FROM: U.S. SECURITIES AND EXCHANGE COMMISSION
The Securities and Exchange Commission today charged a New Jersey-based audit firm and one of its founding partners for their roles in the botched audits of a China-based company that failed to disclose related party transactions by its CEO and others.
An SEC investigation found that Patrizio & Zhao LLC (P&Z) and Xinggeng (John) Zhao, who is head of the firm’s China practice, failed to comply with U.S. auditing standards and exercise appropriate professional care and skepticism in conducting audits and interim reviews for Keyuan Petrochemicals, which was charged with accounting and disclosure violations by the SEC earlier this year.
P&Z and Zhao agreed to settle the SEC’s charges. They will be prohibited from practicing as an accountant on behalf of any publicly traded company or other entity regulated by the SEC, and P&Z is required to pay a $30,000 penalty.
“P&Z and Zhao failed to subject Keyuan’s related party transactions to appropriate scrutiny and contributed to the company’s false and misleading financial statements,” said Stephen L. Cohen, an Associate Director in the SEC’s Division of Enforcement. “Auditors play an important role as gatekeepers to the securities markets, and they must adhere to professional standards whenever they perform audit engagements.”

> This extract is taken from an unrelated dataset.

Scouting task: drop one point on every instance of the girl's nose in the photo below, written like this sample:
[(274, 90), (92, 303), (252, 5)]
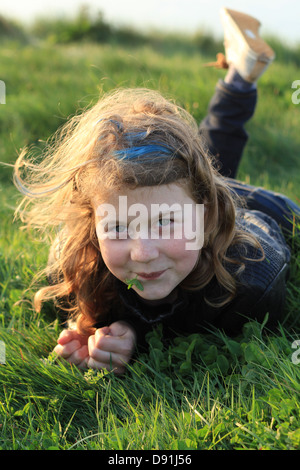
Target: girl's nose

According to the SEC’s order instituting settled administrative proceedings, P&Z is registered with the Public Company Accounting Oversight Board (PCAOB). With Zhao acting as the engagement partner, the firm conducted audits and interim reviews during the time periods when Keyuan failed to disclose the material related party transactions. P&Z’s audit workpapers and other documents reflect many of the same types of related party transactions that Keyuan failed to disclose. Zhao, who determined that related party transactions were an audit risk area, reviewed audit documentation reflecting that Keyuan was engaged in such transactions. Nonetheless, Zhao approved the issuance of unqualified audit opinions as well as interim review reports on Keyuan’s financial statements that violated U.S. Generally Accepted Accounting Principles by failing to include the disclosure of material related party transactions.
The SEC’s order further identifies significant audit documentation violations by Zhao, including his failure to document key audit procedures, evidence his review and sign-off on audit workpapers, and ensure preparation of required audit documents.
The SEC’s order finds that P&Z and Zhao engaged in improper professional conduct as defined in Section 4C of the Securities Exchange Act of 1934 and Rule 102(e) of the SEC’s Rules of Practice. The order further finds they violated Section 10A(a)(2) of the Exchange Act, and caused the reporting and disclosure violations by Keyuan. Without admitting or denying the SEC’s findings, P&Z and Zhao agreed to a cease-and-desist order in addition to the monetary penalty and prohibition from practicing before the Commission, with the right to apply for reinstatement after three years.
The SEC’s investigation was conducted by Fuad Rana, Avron Elbaum, Janet Yang, and Melissa A. Robertson.